80-629 -- Introduction to Python for scientific computations and machine learning

Python is a great language for machine learning applications and research. It is widely used in academia and in industry. Python programs are often not as fast as equivalent C (or Fortran) ones but implementing ideas in Python is often much faster. Further Python contains many libraries useful for scientific computation which means that you can quickly implement and test out complex ideas.

Today we will explore some of these libraries. We will start with NumPy and SciPy which provide access to powerful mathematical tools. NumPy provides building blocks for storing data in N-dimensional structures (e.g., vectors and matrices) and performaing linear algebra computations on these structures. SciPy provides higher-level tools for doing various mathematical operations (e.g., statistics, optimization, advanced linear algebra, sparse structures). We will then explore scikit-learn a library that provides a wide range of machine learning algorithms (models and fitting procedures) and other machine learning tools (e.g., to pre-process data).

Getting started. We will again use ipython notebooks running on a Google Cloud machine. You can create a new notebook (if your old notebook still exists you can re-use it). Remember to use a meaningful name for it. The cluster is accessible at this URL:

http://35.237.167.110:8080/

Today's program. You will go through parts of the three tutorials. Exercise accompany the NumPy tutorial.
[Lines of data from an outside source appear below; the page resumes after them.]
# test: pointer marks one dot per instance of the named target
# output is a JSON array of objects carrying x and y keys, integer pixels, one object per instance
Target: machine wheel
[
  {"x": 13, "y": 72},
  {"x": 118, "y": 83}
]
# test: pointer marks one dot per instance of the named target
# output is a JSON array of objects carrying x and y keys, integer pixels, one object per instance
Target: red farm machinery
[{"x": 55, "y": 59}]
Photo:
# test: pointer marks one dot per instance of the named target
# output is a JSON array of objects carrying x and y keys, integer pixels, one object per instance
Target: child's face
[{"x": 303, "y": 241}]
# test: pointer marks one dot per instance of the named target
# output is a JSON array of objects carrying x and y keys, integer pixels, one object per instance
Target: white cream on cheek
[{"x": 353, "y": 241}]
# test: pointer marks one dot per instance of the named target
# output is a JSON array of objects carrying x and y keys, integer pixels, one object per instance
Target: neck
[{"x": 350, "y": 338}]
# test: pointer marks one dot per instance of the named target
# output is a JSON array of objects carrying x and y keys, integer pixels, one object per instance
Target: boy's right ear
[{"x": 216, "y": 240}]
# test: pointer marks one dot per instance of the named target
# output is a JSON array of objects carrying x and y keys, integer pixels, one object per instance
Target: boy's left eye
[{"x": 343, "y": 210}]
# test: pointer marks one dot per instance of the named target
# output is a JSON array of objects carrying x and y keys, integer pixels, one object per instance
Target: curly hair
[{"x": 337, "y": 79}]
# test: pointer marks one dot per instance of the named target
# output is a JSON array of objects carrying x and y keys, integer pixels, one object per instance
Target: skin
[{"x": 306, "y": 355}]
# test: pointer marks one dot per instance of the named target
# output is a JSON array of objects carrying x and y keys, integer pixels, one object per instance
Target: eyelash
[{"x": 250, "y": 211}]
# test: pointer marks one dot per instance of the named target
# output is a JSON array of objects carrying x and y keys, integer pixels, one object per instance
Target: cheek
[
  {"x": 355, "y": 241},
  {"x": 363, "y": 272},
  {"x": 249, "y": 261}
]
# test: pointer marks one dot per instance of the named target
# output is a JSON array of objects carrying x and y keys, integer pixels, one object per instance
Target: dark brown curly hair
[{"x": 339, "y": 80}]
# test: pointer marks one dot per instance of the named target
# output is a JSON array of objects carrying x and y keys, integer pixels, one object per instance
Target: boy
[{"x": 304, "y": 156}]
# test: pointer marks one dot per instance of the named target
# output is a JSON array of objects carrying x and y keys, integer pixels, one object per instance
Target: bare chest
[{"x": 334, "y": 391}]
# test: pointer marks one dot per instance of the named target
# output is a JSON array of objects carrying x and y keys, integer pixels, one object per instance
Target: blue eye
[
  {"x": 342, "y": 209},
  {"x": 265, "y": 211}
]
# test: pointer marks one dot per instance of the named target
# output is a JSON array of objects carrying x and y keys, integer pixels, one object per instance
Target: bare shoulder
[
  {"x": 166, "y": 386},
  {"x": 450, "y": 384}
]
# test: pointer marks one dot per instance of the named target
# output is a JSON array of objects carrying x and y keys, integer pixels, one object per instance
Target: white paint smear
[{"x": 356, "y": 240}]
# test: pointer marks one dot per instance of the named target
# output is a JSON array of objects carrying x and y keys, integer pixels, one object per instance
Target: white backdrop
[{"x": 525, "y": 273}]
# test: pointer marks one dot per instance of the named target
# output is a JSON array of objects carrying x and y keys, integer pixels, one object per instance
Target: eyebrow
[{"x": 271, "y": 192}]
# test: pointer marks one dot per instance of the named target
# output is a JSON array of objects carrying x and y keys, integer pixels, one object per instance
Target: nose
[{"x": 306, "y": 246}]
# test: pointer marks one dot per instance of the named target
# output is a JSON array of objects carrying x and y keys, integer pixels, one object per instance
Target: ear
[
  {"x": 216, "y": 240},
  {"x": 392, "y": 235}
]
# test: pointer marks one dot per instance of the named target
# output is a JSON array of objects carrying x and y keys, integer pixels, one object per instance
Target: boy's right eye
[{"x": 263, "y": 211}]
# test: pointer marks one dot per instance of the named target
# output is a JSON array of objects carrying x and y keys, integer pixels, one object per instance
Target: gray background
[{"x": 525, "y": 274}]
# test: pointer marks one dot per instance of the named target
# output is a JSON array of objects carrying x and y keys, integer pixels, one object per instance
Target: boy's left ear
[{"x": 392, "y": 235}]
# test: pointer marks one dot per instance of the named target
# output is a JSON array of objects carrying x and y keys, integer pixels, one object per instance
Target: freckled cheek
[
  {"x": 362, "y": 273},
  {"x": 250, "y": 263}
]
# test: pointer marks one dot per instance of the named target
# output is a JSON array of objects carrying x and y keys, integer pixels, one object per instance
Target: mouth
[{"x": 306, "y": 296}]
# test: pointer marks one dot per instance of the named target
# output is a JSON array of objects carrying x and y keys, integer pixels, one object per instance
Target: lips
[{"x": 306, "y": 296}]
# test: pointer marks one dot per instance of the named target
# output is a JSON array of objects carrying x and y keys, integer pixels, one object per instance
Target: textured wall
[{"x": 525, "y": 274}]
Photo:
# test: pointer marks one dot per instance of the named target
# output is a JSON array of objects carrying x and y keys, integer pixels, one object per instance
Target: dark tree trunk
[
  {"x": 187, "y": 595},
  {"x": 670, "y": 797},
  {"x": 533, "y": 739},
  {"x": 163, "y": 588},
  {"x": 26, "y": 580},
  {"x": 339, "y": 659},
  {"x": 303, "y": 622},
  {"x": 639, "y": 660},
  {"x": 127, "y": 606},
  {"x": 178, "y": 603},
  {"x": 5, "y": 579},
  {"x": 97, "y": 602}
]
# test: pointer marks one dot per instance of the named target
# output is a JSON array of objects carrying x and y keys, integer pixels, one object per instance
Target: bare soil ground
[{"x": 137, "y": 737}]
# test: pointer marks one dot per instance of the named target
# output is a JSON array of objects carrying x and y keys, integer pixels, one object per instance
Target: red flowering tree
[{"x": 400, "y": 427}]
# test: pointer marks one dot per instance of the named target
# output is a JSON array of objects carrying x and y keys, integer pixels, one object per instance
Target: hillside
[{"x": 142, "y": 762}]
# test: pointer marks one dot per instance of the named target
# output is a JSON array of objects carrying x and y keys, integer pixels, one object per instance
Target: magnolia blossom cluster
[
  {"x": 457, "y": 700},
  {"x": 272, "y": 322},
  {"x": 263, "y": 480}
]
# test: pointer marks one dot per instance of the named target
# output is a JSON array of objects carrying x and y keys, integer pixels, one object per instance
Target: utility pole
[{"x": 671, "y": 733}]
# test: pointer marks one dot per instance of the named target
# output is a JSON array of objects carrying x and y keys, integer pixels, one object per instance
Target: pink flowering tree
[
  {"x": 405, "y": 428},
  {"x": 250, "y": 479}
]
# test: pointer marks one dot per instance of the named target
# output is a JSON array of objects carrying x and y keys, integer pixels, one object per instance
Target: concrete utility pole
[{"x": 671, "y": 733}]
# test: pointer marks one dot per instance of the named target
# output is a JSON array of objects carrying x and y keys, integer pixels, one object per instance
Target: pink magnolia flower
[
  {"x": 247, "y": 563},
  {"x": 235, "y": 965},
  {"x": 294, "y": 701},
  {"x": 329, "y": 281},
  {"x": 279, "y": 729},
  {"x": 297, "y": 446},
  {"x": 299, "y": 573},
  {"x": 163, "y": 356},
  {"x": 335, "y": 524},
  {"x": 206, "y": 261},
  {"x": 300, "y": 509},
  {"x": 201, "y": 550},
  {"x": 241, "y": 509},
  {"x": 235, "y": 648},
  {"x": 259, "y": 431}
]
Note: the exercises do not test every aspect of the tutorial (in other words even if you successfully complete the exercises of a section I would still advise that you skim the tutorials in search of material you may be less familiar with).

  1. NumPy tutorial: All sections except "Less Basic","Fancy indexing and index tricks","Tips and Tricks".
  2. SciPy tutorial: Skim the "Introduction", "Basic functions", and "Statistics" Sections. Skip the rest.
  3. Scikit-learn tutorial:

NumPy Exercises

  1. Basic array
    • Generate a random 3x4x5 array of integers.
    • Calculate the average value of all the entries in this array.
    • Calculate the average value by row and by column.
    • Reshape the array into a 60x1 vector.
  2. Solving systems of equations
    • Solve the following system of equations in two different ways:
      1) using the numpy.linalg.solve() function; and
      2) using the numpy.linalg.inv() function.
      3x + 2y + 10z = 52
      2x + 2y + 7z = 12
      x + 2y + 12z = 10